B&RS: Protest to protest!!! In the UK we still have a healthy body politic that feels it must speak but watch out! The current government has populated museum boards and free speech bodies like the BBC with its politicians. We have to start a full-throated campaign to keep our institutions truly Independent. Independent means full of all sorts of opinions, not anodyne, sanctioned, frozen and silenced by politicians of any variety.

Impartiality is a complex idea. I want to hear partial voices, but I also want to hear the other side. The spectrum should not be just left to right but also north to south, green to red, orange to purple. Protest to protest.


PB: You have dedicated your career to discussing political and social issues, recounting a myriad of experiences of suffering, oppression, unity, community and aspiration. What or who do you credit for your passion in activism?

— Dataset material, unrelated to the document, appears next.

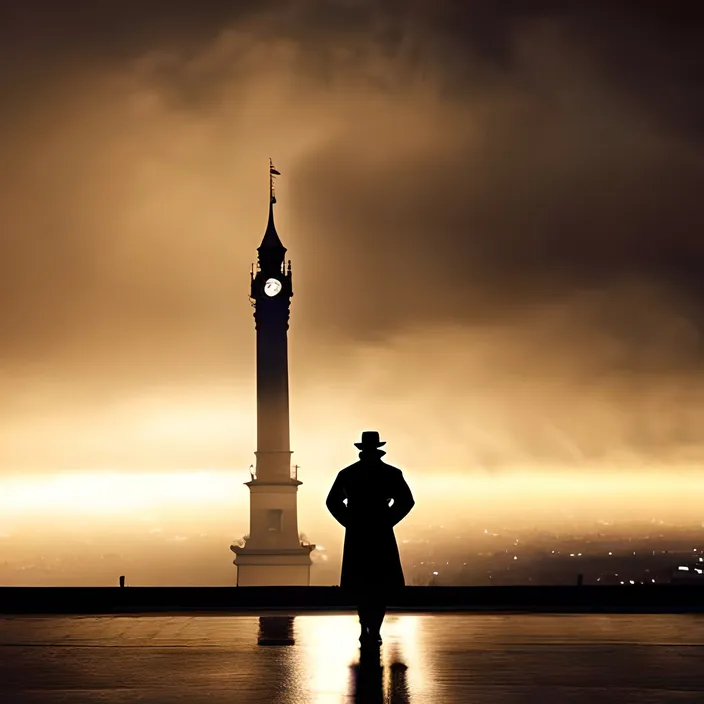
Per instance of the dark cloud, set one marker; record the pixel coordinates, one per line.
(529, 176)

B&RS: An LP vinyl record. When the broadcaster Richard Dimbleby died in 1965 an LP was issued by the BBC to celebrate his life. There were many political stories and some trivial things, but one broadcast from Belsen concentration camp shook me, it shook the world at the time. Dimbleby was among the first journalists to enter the camp filled with dead and dying people. His broadcast has inspired me throughout my life.

The two-tone records of the late 1970’s also spoke to me. I went on the 2nd carnival march after Altab Ali was murdered in 1978. I just think as an artist you have to make some work about injustice. Not everything I do has to do with this mindset but I am very aware that in many counties around the world, being an artist, poet or musician can land you in jail or worse.


Bob and Roberta Smith, Installation Photography of ‘Thamesmead Codex’ at Tate Modern 2022. Photo © Tate (Lucy Dawkins)


PB: What will you be working on next, and what can we expect to see from you in the coming years?


B&RS: I have my children's book ‘Art Makes People Powerful’ coming out in June, which is published with Quarto Press, Wide-Eyed Editions. That is what I am most excited about. It is an activity book that I hope will support parents and teachers in finding the voices of kids.

With my Band, The Apathy Band, we are also working on making the book into songs which will be available on vinyl and to download from Spotify.


PB: Thank you so much for taking the time to discuss your artistic practice and current exhibition at Tate Modern. We would like to finish off with one last question - if you could offer one piece of advice to our creative community, what would it be?


B&RS: Go on a journey to find your voice.